Kubeadm wird diverse Checks durchführen, Images pullen und schlussendlich die Komponenten deployen.

Der Output wenn alles erfolgreich war, ist unmissverständlich. Wenn nicht empfiehlt es sich mal auf der Troubleshooting Seite nachzuschauen.

Wie der Output auch schon sagt, können wir uns nun die kubeconfig für den Cluster Admin exportieren und in unser Home Verzeichnis legen, neue Control Plane oder Worker Nodes dem Cluster joinen und ein CNI deployen. Das CNI ist sehr wichtig, ohne dieses funktioniert der Cluster nicht richtig. Dies sieht man auch wenn wir uns mal die Kubeconfig parat legen und einen ersten kubectl Command machen:

mkdir -p $HOME/.kube
sudo cp -i /etc/kubernetes/admin.conf $HOME/.kube/config
sudo chown $(id -u):$(id -g) $HOME/.kube/config
kubectl get nodes

Wie der Output des letzen Commands zeigt ist der Control Plane Server noch nicht ready. Die Details über CNI Plugins sind in der Dokumentation zu finden. Ich deploye im folgenden das CNI Calico.

Laut der Quickstart Dokumentation sind diese Commands ausreichend:

kubectl create -f https://docs.projectcalico.org/manifests/tigera-operator.yaml
kubectl create -f https://docs.projectcalico.org/manifests/custom-resources.yaml
watch kubectl get pods -n calico-system

Jedoch haben wir ja eine eigene Pod Netzwerk Range gesetzt bei der Initialisierung unseres Clusters. Deshalb lade ich mir die zweite YAML Resource zuerst als File herunter und editiere sie ein bisschen:

Danach kreiere ich diese Resource auch und schaue zu wie die Pods deployed werden.

Werfen wir nun nochmals einen Blick auf den Status der Control Plane sehen wir das er nun Ready ist.

Disclaimer: Ich habe Calico als CNI noch nie verwendet und habe deshalb keine Erfahrung damit. Ob die oben genannte Installationsmethode die beste ist weiss ich nicht. So wie es scheint gehört zu Calico auch noch das Calicoctl dazu welches installiert werden muss. Mehr dazu hier.

Join Worker Nodes

Nun da unser Control Plane funktionsfähig ist, müssen wir den Worker Node dem Cluster joinen. Dies wird ebenfalls über Kubeadm gemacht. Während der Initialisierung der Control Plane hat kubeadm uns den Join Command dazu quasi bereits geliefert:

kubeadm join kubeapi.green.lab:6443 --token abcdef.0123456789abcdef \
    --discovery-token-ca-cert-hash sha256:223432145798041750987uifosghjdfksgh43954328437983457

Dies muss auf dem Worker Node als Root (oder Sudo) ausgeführt werden. Der erfolgreiche Output ist auch hier selbsterklärend.

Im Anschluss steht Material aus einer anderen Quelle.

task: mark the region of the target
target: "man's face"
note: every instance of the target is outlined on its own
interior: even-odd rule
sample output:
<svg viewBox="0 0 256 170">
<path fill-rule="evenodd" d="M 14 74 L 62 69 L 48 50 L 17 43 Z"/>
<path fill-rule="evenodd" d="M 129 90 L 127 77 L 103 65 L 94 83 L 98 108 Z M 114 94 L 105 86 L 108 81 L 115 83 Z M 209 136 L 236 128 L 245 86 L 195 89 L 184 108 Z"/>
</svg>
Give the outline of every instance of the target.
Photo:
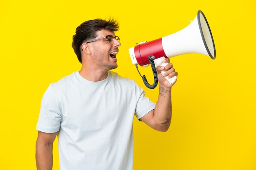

Final sieht nun mein Cluster so aus:

Wie weiter?

Was nun kommt ist nicht einfach zu beantworten. Auf einem Kubernetes Cluster kann alles mögliche gemacht werden. In der Doku werden einige Punkte genannt was nun noch gemacht werden kann um das ganze zu optimieren oder es zu gebrauchen. Was ich auf jeden Fall machen werde ist ein Taint auf der Control Plane setzten damit meine Applikationspods nur auf dem Worker Node ausgeführt werden.